1
votes

I made matrix-vector multiplication program using AVX2, FMA in C. I compiled using GCC ver7 with -mfma, -mavx.

However, I got the error "incorrect checksum for freed object - object was probably modified after being freed."

I think the error would generate if the matrix dimension isn't multiples of 4.

I know AVX2 use ymm register that can use 4 double precision floating point number. Therefore, I can use AVX2 without error in case the matrix is multiples of 4.

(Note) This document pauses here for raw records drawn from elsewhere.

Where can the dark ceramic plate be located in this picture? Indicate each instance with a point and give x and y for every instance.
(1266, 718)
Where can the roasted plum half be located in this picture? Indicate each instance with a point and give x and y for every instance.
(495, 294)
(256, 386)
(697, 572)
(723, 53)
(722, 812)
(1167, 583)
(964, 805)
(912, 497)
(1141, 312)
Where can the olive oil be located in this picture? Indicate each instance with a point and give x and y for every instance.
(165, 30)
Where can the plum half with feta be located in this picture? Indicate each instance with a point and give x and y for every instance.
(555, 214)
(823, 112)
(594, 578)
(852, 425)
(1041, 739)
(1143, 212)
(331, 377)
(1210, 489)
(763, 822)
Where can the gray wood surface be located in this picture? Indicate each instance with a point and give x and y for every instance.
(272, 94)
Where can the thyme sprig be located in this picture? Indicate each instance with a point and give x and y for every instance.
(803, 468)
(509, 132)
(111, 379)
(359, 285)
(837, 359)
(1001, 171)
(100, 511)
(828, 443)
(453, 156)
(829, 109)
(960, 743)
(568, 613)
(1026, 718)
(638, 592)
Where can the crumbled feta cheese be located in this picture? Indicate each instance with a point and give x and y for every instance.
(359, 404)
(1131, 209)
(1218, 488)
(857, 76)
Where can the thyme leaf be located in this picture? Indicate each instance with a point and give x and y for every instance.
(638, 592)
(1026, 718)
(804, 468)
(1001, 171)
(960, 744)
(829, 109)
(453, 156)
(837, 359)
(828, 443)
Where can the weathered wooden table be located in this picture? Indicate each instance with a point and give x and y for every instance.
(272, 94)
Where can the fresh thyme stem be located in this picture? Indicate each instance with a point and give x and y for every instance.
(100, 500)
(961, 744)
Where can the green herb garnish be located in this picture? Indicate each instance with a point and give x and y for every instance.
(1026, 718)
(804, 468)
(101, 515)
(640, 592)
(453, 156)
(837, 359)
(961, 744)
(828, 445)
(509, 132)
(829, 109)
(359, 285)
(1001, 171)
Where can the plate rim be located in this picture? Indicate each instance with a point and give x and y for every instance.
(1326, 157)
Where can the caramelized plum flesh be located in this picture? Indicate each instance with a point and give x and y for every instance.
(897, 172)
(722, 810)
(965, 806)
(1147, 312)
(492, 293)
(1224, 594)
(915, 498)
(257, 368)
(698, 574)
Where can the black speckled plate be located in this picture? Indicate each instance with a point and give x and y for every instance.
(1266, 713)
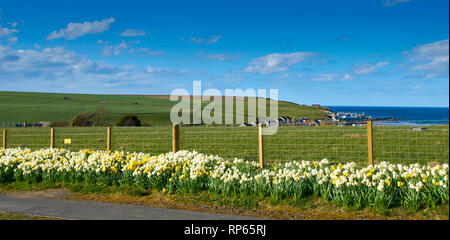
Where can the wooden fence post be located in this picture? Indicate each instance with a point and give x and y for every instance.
(175, 137)
(260, 148)
(108, 139)
(5, 132)
(52, 138)
(370, 142)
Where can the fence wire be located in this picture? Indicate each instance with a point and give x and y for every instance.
(227, 142)
(154, 140)
(395, 144)
(411, 144)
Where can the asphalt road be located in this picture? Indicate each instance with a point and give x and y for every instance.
(70, 209)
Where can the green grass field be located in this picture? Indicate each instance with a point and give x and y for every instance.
(153, 109)
(338, 144)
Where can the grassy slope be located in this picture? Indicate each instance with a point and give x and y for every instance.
(35, 107)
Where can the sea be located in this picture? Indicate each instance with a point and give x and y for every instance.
(408, 116)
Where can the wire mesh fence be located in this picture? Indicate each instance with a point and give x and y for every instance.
(154, 140)
(411, 144)
(76, 138)
(395, 144)
(337, 144)
(227, 142)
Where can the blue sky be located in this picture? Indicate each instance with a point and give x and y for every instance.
(347, 52)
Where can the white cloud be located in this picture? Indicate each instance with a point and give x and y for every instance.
(367, 68)
(233, 77)
(430, 60)
(211, 40)
(133, 33)
(154, 53)
(328, 77)
(12, 40)
(222, 57)
(390, 3)
(110, 50)
(277, 62)
(58, 68)
(75, 30)
(6, 32)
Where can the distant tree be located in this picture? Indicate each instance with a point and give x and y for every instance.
(83, 120)
(129, 120)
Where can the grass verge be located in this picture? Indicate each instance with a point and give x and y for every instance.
(256, 206)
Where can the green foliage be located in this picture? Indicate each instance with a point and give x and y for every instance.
(83, 120)
(129, 120)
(56, 107)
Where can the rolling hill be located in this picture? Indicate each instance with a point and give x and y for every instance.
(151, 109)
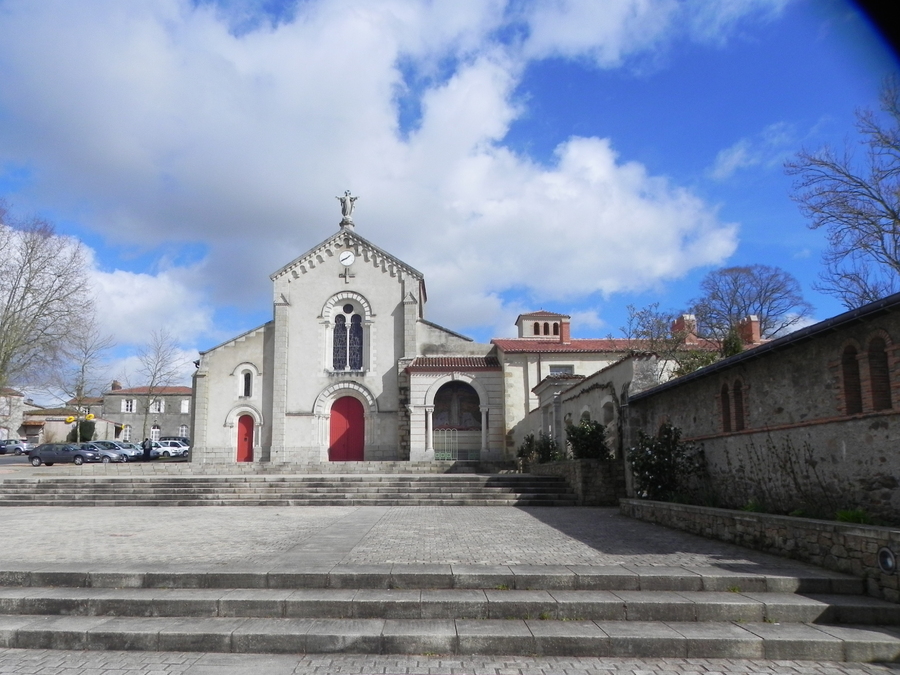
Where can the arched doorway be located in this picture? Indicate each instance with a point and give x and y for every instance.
(245, 438)
(457, 422)
(347, 437)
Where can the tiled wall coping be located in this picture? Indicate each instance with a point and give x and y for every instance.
(842, 547)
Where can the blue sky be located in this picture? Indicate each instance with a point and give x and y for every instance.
(571, 155)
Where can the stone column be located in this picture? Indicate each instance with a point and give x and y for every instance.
(429, 434)
(484, 430)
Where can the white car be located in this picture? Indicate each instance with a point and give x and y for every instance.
(169, 449)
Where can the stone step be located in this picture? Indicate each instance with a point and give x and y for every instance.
(288, 502)
(438, 576)
(341, 603)
(446, 636)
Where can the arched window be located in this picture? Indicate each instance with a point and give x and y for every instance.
(355, 349)
(456, 406)
(879, 375)
(340, 343)
(852, 386)
(738, 405)
(726, 409)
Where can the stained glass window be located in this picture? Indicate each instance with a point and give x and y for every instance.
(356, 342)
(340, 343)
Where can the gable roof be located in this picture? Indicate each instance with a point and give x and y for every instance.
(345, 238)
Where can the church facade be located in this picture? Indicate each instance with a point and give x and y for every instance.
(349, 369)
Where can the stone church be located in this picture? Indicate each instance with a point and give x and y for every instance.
(349, 369)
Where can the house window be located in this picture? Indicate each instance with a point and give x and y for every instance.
(726, 409)
(738, 405)
(852, 386)
(879, 374)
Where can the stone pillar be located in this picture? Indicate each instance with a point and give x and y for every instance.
(484, 430)
(429, 433)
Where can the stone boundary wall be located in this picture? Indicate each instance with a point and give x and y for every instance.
(595, 483)
(842, 547)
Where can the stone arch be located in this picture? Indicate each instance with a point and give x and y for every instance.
(457, 377)
(244, 409)
(328, 395)
(343, 297)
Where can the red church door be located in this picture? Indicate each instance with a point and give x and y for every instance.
(347, 431)
(245, 438)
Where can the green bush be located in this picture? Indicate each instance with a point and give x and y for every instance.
(667, 469)
(588, 440)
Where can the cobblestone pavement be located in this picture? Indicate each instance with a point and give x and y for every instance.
(47, 662)
(213, 535)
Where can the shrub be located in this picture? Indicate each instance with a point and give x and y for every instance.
(588, 440)
(667, 469)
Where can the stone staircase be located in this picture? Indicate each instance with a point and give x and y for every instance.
(620, 611)
(361, 489)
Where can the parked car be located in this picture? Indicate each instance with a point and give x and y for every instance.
(107, 455)
(52, 453)
(172, 449)
(14, 445)
(133, 452)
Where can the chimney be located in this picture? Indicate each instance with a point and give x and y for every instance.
(565, 331)
(686, 323)
(748, 330)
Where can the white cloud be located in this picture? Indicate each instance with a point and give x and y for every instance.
(156, 122)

But, here is my question. How can I use AVX2 efficiently if the matrix isn't multiples of 4 ???

Here is my code.

#include "stdio.h"
#include "math.h"
#include "stdlib.h"
#include "time.h"
#include "x86intrin.h"

void mv(double *a,double *b,double *c, int m, int n, int l)
{
    __m256d va,vb,vc;
    int k;
    int i;
    for (k = 0; k < l; k++) {
        vb = _mm256_broadcast_sd(&b[k]);
        for (i = 0; i < m; i+=4) {
            va = _mm256_loadu_pd(&a[m*k+i]);
            vc = _mm256_loadu_pd(&c[i]);
            vc = _mm256_fmadd_pd(vc, va, vb);
            _mm256_storeu_pd( &c[i], vc );
        }
    }
}
int main(int argc, char* argv[]) {

    // set variables
    int m;
    double* a;
    double* b;
    double* c;
    int i;
    int temp=0;
    struct timespec startTime, endTime;

    m=9;
    // main program

    // set vector or matrix
    a=(double *)malloc(sizeof(double) * m*m);
    b=(double *)malloc(sizeof(double) * m*1);
    c=(double *)malloc(sizeof(double) * m*1);

    for (i=0;i<m;i++) {
        a[i]=1;
        b[i]=1;
        c[i]=0.0;
    }
    for (i=m;i<m*m;i++) {
        a[i]=1;
    }

    // check start time
    clock_gettime(CLOCK_REALTIME, &startTime);
    mv(a, b, c, m, 1, m);
    // check end time
    clock_gettime(CLOCK_REALTIME, &endTime);

    free(a);
    free(b);
    free(c);
    return 0;
}
1

1 Answers

2
votes

You load and store vectors of 4 double, but your loop condition only checks that the first vector element is in-bounds, so you can write outside objects by up to 3x8 = 24 bytes when m is not a multiple of 4.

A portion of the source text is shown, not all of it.